Abdelouafi Laftit a vivement défendu l’orientation gouvernementale visant à instituer de nouvelles sociétés régionales chargées de la gestion et de la mise en œuvre des projets de développement. Selon le ministre de l’Intérieur, ces structures se révéleront plus efficaces et plus souples que les Agences régionales d’exécution des projets (AREP), créées par la loi organique relative aux régions en 2015.
S’exprimant hier, mercredi 20 mai, lors des débats sur ce texte à la chambre des conseillers, Laftit a affirmé que les AREP n’avaient pas produit les résultats attendus, relaie Al Ahdath Al Maghribia de ce vendredi 22 mai. La création de sociétés régionales anonymes vise, a-t-il expliqué, à faciliter l’action publique et à garantir rapidité et efficacité dans la conduite des projets régionaux et des programmes de développement intégré. Le ministre a toutefois soulevé la question épineuse de la «rareté des compétences» pour diriger ces nouvelles entités. Il a révélé que son département cherche, depuis deux ans, à recruter douze directeurs, et s’est dit «prêt à accompagner toute candidature proposée par les présidents de régions» .

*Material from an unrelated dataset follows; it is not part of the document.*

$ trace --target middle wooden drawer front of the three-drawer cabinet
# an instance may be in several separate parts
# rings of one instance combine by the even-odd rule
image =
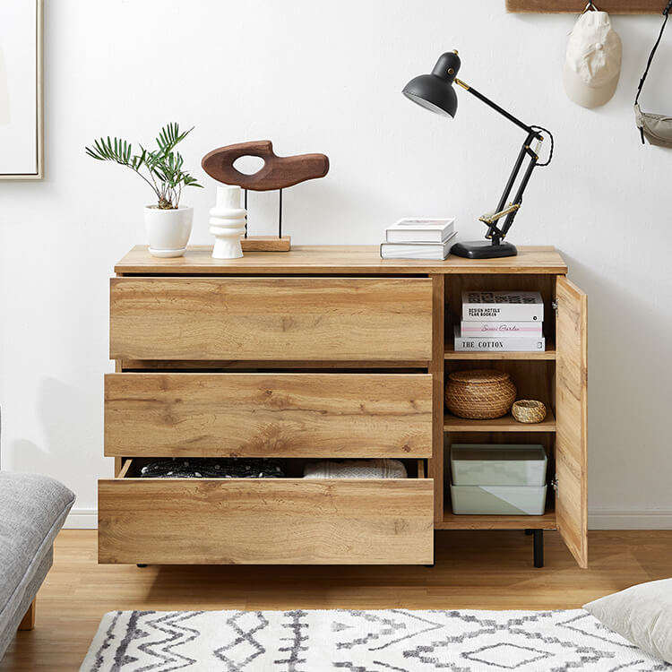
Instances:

Des concours ont été organisés dans plusieurs spécialités, mais le nombre de candidats reste faible, de même que la diversité des profils. Les petites communes, a-t-il ajouté, «peinent à trouver des compétences pointues, malgré des postes vacants», car, selon le ministre, «la rareté est une question de qualité, non d’effectifs». Abdelouafi Laftit a également indiqué que ces sociétés, à capitaux à 100% publics, n’ont pas pour objectif de réaliser des profits, à entrer en Bourse ni à s’ouvrir au capital privé. Dès lors, leur assujettissement aux impôts, hormis la TVA, n’aurait, selon lui, «aucune justification».
Le président du conseil régional présidera donc le conseil d’administration et sera le «dirigeant de fait» de la société, afin d’en garantir l’efficacité. En revanche, l’assemblée régionale dans son ensemble ne doit pas administrer directement la société, pour éviter de lui transférer les conflits et difficultés internes propres aux exécutifs régionaux, écrit Al Ahdath Al Maghribia.
Enfin, distinguant ces nouvelles structures des anciennes AREP, Abdelouafi Laftit a insisté sur un changement fondamental: la transformation du principe du contrôle, a priori, exercé par le Trésorier général du ministère des Finances. C’est cette évolution qui explique, a-t-il conclu, le choix du modèle de société anonyme, qui permettra de «faciliter la mission».